Jean-Marie Le Pen à Taverny, novembre 2014 (Photo Vincent Jarousseau)

C’est comme une répétition. La stratégie lepéniste perdure. L’histoire du énième épisode des « dérapages » commence il y a quelques jours, lorsque Jean-Marie Le Pen remet à l’honneur le « détail » de l’histoire sur une chaîne TV. Mais ce 9 avril 2015, il commet peut-être l’ultime provocation. Ses propos, validés avant publication, sont publiés par l’hebdomadaire d’extrême-droite - antisémite et négationniste - Rivarol ; un journal justement condamné plusieurs fois pour négationnisme, dans lequel Marine Le Pen refuse totalement de s’exprimer.

Le président d’honneur du FN remet donc la diabolisation à l'honneur. Par cet acte délibéré, il exprime haut et fort ses désaccords avec le FN de sa fille et rappelle les origines du parti. Des déclarations destinées à l’entourage direct de Marine Le Pen (notamment Florian Philippot) qui porte et revendique des visions historiques et politiques radicalement opposées à celles de Jean-Marie Le Pen.
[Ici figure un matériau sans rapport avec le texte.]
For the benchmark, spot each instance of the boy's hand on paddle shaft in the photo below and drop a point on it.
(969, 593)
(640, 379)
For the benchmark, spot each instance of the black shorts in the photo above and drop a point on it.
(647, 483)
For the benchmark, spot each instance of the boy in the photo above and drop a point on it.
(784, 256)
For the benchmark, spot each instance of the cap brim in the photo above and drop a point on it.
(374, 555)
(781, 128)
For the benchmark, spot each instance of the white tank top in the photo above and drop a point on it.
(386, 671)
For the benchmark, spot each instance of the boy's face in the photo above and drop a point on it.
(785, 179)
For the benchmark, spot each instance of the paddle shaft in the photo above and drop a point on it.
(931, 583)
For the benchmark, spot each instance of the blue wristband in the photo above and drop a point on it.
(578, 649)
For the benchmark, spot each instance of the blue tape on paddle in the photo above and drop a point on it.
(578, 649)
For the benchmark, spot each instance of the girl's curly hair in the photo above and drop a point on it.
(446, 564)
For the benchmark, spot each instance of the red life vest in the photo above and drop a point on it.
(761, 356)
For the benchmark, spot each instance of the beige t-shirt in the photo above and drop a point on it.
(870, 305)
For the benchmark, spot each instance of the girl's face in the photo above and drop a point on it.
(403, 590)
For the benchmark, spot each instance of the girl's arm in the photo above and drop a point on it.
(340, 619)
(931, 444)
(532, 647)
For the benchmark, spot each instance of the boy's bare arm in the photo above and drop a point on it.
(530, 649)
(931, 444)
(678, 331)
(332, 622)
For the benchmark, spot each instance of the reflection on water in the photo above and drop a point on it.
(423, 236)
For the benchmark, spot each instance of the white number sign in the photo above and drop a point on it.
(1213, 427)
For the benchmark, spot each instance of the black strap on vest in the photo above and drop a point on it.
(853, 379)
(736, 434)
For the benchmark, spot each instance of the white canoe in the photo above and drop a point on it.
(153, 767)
L’éditorial de Rivarol rend bien compte de cet aspect : « Il y a quelque chose d’indécent à ce que des individus qui n’étaient pas encore au Front national il y a cinq ans, qui n’en ont connu ni les épreuves, ni la traversée du désert, qui ne savent rien de l’adversité à laquelle il a dû faire face pendant des décennies, qui de surcroît n’ont pas connu la Seconde Guerre mondiale, se permettent de juger et de condamner de la sorte Jean-Marie Le Pen, lequel a vécu sous l’Occupation, a porté en Indochine, à Suez et en Algérie l’uniforme de l’armée française, est le héraut, le principal porte-voix et porte-drapeau depuis soixante ans de l’opposition nationale en France (…) A la différence de tous ceux qui aujourd’hui dirigent et animent le mouvement qu’il a fondé et qui sont, eux, à l’image de l’émail dont on fait les bidets ! Si, comme c’est vraisemblable, on retire à Le Pen la tête de liste aux régionales en PACA, ce sera le signe que le Front national tel qu’on l’a connu, aimé, servi, est définitivement mort. En tuant symboliquement le père fondateur le jour du Jeudi Saint, en le livrant comme Judas au Sanhédrin, — même si évidemment Le Pen n’est pas Jésus —, c’est quarante ans de combats que l’on renie, que l’on efface au nom de la “Mémoire”. La flamme, logo historique du Front national inspiré de celui du MSI et symbole de l’espérance, se sera alors éteinte tandis que brillera plus que jamais dans le ciel étoilé celle, lugubre, de Yad Vashem ».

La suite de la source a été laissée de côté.